Object Linking and Embedding (OLE) is a technology based on Component Object Model (COM) allowing an application to embed and link to other documents or objects, and its primarily used in Microsoft Office and WordPad. In the recent years, we have seen a number of vulnerabilities, especially some critical zero-day attacks, are involving OLE. The typical examples are the "Sandworm" attack (CVE-2014-4114) that was disclosed in October 2014, and the CVE-2012-0158 - a years-old vulnerability but is still being actively exploited in the real world.
However, the previous work usually focus on the vulnerability or malware but the internals of OLE are never examined. This paper intends to fill this gap. The another important part of this research is to explore the attack surface it exposes on Windows, and to explain how an attacker may possibly leverage OLE vulnerability to perform document-based exploitation. These areas are never being looked at from a security point of view. In the 0-day demo section of our presentation, we will disclose and demonstrate a previously-unknown OLE attack vector introduced by the nature of the OLE mechanism, which could lead to a series of similar vulnerabilities being discovered in future.

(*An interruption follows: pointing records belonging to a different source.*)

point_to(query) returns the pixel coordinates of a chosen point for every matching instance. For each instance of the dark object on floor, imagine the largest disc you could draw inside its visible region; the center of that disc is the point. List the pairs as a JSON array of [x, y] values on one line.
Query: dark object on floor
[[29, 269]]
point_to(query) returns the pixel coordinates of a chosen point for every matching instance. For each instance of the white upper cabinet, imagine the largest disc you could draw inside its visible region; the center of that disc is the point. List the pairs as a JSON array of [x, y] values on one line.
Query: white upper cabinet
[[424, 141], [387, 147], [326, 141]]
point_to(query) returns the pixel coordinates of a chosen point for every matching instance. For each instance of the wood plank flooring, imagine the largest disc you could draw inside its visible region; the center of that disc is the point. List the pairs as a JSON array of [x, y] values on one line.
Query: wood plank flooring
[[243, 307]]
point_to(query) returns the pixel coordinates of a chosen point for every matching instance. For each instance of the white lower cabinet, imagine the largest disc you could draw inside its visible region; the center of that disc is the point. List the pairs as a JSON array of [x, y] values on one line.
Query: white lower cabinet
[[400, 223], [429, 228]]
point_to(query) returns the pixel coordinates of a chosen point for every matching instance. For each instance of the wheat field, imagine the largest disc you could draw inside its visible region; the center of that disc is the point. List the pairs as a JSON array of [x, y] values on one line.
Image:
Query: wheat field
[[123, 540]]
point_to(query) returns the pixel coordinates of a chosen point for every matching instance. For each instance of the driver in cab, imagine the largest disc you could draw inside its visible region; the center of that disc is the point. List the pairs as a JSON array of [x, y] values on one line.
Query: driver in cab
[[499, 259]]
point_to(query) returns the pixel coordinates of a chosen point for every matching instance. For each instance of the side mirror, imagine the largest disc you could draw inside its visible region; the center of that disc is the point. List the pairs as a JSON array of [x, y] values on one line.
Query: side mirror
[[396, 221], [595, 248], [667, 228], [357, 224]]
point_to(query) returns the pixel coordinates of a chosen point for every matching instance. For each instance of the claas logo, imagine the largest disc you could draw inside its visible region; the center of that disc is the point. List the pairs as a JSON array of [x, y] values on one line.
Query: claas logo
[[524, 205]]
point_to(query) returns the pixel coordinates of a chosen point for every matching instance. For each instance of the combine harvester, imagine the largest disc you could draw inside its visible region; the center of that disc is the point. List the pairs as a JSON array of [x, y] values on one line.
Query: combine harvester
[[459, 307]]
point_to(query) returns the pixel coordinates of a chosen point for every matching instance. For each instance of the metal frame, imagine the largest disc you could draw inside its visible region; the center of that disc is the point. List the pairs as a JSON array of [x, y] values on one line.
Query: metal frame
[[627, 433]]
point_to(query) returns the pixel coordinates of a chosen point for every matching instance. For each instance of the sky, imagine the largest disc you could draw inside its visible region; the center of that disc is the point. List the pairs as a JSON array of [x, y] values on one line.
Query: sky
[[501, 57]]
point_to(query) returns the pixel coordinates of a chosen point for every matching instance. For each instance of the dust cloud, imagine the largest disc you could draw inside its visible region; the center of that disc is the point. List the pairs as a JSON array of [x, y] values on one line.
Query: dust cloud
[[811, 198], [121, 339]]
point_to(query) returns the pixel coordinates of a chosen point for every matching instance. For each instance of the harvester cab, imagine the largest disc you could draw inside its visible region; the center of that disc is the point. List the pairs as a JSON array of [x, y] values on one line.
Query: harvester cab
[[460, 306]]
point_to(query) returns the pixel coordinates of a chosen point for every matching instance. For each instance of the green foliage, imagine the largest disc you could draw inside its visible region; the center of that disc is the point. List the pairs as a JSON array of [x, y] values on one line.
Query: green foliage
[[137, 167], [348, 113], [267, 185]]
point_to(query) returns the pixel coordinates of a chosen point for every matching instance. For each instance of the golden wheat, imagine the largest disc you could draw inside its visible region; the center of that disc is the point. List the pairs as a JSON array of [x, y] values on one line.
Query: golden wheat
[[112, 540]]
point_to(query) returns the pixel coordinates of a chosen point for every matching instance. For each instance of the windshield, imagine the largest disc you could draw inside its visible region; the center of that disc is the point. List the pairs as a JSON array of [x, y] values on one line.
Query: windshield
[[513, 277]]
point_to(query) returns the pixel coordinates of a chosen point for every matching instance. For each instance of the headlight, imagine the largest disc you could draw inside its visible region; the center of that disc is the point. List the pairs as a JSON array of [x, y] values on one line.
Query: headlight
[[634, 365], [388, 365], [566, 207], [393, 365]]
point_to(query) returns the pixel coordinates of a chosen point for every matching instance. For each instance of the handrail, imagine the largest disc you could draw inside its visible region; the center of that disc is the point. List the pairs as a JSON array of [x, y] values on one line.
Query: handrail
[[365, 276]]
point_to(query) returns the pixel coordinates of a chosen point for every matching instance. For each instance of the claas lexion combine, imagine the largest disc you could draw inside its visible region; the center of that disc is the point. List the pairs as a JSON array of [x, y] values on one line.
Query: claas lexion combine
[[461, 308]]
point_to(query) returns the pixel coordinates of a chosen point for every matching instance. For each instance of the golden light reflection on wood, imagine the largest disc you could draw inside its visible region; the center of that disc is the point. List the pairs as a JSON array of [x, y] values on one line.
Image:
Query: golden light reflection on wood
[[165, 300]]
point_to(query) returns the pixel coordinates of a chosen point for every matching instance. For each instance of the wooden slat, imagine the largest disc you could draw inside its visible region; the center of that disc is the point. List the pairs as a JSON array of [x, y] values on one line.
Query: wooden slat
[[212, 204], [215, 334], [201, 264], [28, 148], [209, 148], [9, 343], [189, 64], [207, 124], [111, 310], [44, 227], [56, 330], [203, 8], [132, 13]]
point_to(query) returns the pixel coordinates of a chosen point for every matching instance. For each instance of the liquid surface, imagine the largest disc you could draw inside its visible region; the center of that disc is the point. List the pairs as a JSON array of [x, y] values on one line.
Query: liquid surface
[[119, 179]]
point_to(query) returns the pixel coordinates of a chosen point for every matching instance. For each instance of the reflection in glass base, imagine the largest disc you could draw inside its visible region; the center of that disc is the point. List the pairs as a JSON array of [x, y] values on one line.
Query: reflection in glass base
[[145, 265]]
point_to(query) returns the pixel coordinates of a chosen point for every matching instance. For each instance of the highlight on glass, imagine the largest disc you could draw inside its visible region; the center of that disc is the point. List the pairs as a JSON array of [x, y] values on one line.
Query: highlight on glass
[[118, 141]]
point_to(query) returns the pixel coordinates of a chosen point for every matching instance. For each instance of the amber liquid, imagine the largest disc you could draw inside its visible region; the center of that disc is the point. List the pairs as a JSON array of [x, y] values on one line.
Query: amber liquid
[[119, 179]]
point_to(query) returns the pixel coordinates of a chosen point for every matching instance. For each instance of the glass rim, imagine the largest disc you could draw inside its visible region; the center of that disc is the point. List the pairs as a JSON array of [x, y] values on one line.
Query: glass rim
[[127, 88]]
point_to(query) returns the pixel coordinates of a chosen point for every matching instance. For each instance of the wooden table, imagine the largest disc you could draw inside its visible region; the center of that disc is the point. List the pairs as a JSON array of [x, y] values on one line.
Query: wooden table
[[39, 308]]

Haifei Li is a security researcher with McAfee Labs (Intel Security). Usually he works on the world's two questions: how to find vulnerabilities and how to exploit them. He has a theory that is the security industry's failure is due to that researchers are not really involved into the detection/protection side. Therefore, he has been introducing his research-backed ideas into some industry-focused projects, one example is that he founded and developed the Advanced Exploit Detection System which aims to detect the most hidden zero-day exploits.
Bing Sun is a senior information security researcher, and now he is leading an IPS security research team of Intel Security Group (formerly McAfee). He has extensive experiences in operating system kernel layer and information security R&D;, with especially deep diving in advanced vulnerability exploitation and detection, Rootkits detection, firmware security and virtualization technology. Moreover, Bing is also a regular speaker at international security conference, such as XCon, Black Hat and CanSecWest.